Description: Aimed to detect water, nutrient, and disease in plants by wearable sensors that operate in ISS or crewed habitat for generic plants with smooth or hairy leaves, we propose to develop a concurrent one-channel multi-analyte detection sensor that is composed of thin-film Au-TiO2-Al2O3 nanocomposites (1-2 cm wide, 1-2 cm long, 10-50 μm thick, suitable for most crop leaves) to simultaneously detect water, ethylene (C2H4), and hexanal (C6H12O) on plant leaves (for concentrations as low as 1 ppm) based on the reversible adsorption, photooxidation (if applicable), and desorption process. This system would enable in situ and non-destructive detection of gaseous molecules of interest by recording real-time changes in electrical resistance of the thin-film sensor when these molecules are adsorbed and desorbed on the nanocomposite. The whole signal recording system will be designed to be miniaturized, easy to calibrate (on Earth and aboard ISS), easy to operate, and wireless (in Phase II). Goeppert will also provide detailed instruction on its calibration, operation, data collection, and artificial intelligence (AI)-driven analysis. Our instrument is designed to (1) enable low-concentration and multiplexed determination of inorganic and organic analytes from the emission of stomates on plant leaves, where more analytes in addition to water, ethylene, and hexanal will be studied after Phase I, and (2) establish a miniaturized, wireless, and AI-driven analytical laboratory for the health monitoring of plants in future ISS and NASA missions. Low-frequency maintenance and self-adjusted calibration also render critical values for space applications to minimize crew time costs. Our innovation will enable smart agricultural and vertical farming which significantly reduces transportation costs of vegetables into ISS and future lunar habitats.

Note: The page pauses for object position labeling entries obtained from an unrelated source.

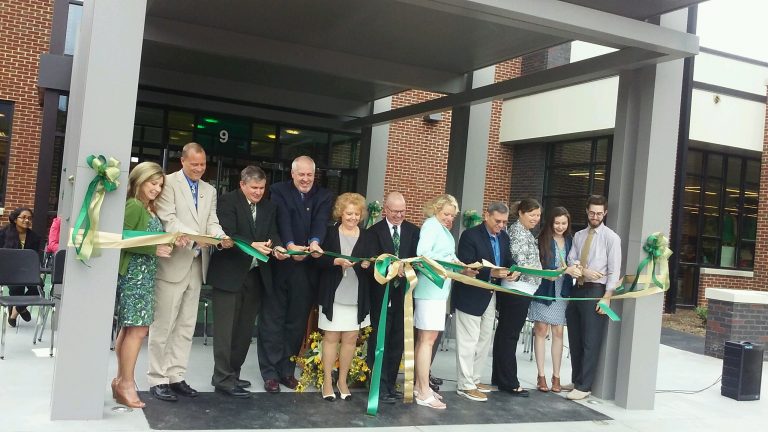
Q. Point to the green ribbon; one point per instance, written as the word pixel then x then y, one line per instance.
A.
pixel 471 219
pixel 655 246
pixel 107 173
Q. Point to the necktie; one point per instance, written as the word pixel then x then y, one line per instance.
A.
pixel 496 252
pixel 396 243
pixel 584 257
pixel 396 240
pixel 193 186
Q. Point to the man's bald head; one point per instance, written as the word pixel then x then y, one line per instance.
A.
pixel 394 208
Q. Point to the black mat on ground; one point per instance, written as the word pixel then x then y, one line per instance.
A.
pixel 683 341
pixel 308 410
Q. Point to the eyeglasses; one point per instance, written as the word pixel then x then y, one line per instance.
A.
pixel 398 212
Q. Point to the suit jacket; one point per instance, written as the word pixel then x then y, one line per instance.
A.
pixel 299 221
pixel 475 245
pixel 176 210
pixel 230 266
pixel 330 275
pixel 380 241
pixel 9 239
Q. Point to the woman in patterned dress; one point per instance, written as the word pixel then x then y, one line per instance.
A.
pixel 136 279
pixel 555 241
pixel 513 309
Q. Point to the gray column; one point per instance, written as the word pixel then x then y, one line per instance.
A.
pixel 640 203
pixel 377 163
pixel 102 106
pixel 476 159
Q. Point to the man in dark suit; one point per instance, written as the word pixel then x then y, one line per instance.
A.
pixel 396 236
pixel 303 211
pixel 476 307
pixel 238 279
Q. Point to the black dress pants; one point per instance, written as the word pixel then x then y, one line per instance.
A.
pixel 393 343
pixel 234 316
pixel 283 322
pixel 513 310
pixel 586 330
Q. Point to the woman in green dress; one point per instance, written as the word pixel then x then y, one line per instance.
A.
pixel 134 305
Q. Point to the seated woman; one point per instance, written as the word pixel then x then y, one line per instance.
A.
pixel 19 235
pixel 136 278
pixel 343 297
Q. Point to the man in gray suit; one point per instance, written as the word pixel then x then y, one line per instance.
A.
pixel 187 204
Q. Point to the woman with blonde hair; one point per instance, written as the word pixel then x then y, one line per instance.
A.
pixel 343 294
pixel 436 242
pixel 134 303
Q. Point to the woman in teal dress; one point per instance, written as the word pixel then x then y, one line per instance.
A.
pixel 436 242
pixel 134 304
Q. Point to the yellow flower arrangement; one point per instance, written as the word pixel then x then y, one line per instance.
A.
pixel 311 361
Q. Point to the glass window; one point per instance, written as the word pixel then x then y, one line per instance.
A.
pixel 74 16
pixel 6 122
pixel 575 170
pixel 295 142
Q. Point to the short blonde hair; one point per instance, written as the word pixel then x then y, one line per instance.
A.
pixel 345 200
pixel 437 203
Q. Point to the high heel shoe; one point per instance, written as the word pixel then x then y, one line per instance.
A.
pixel 541 384
pixel 342 395
pixel 556 384
pixel 114 387
pixel 123 400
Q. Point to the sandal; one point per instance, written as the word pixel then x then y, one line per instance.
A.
pixel 431 402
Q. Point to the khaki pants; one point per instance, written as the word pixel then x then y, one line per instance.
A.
pixel 473 341
pixel 170 335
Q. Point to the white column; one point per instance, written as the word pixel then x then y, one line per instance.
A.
pixel 377 163
pixel 102 106
pixel 640 203
pixel 477 146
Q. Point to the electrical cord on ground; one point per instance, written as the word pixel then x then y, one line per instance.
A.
pixel 692 391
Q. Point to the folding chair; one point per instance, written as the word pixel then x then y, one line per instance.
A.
pixel 57 278
pixel 21 267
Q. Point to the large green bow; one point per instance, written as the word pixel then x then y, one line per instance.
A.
pixel 107 173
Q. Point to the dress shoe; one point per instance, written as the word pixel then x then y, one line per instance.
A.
pixel 387 398
pixel 242 383
pixel 577 394
pixel 183 389
pixel 25 315
pixel 163 392
pixel 519 391
pixel 235 392
pixel 541 383
pixel 272 386
pixel 289 381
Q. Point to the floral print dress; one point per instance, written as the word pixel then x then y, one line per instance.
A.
pixel 136 290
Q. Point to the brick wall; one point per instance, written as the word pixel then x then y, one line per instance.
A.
pixel 498 170
pixel 26 32
pixel 735 321
pixel 760 280
pixel 417 153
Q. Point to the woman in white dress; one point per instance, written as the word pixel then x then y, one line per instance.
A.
pixel 343 294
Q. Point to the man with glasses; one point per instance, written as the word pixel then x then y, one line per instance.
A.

Benefits: The wearable plant sensor industry for space applications is driven by the imperative of sustainable food production in NASA extraterrestrial environments such as ISS and Artemis Base Camp. NASA applications include real-time monitoring of plant health status, efficient resource utilization, and self-sufficiency of space habitats. Given the current of sending food to ISS is $20,000-40,000/kg and exponentially higher to Moon or Mars, our technology can significantly reduce the vegetable shipping cost by more than 80%. Beyond NASA, our sensing technology also has space applications for Sierra Space (e.g., space habitats) and terrestrial applications for vertical farming, precision agriculture, and Internet of things (IoT). With increasing investments in aerospace exploration, governments and private entities are focusing on long-term missions, calling for advancements in smart agriculture and vertical farming.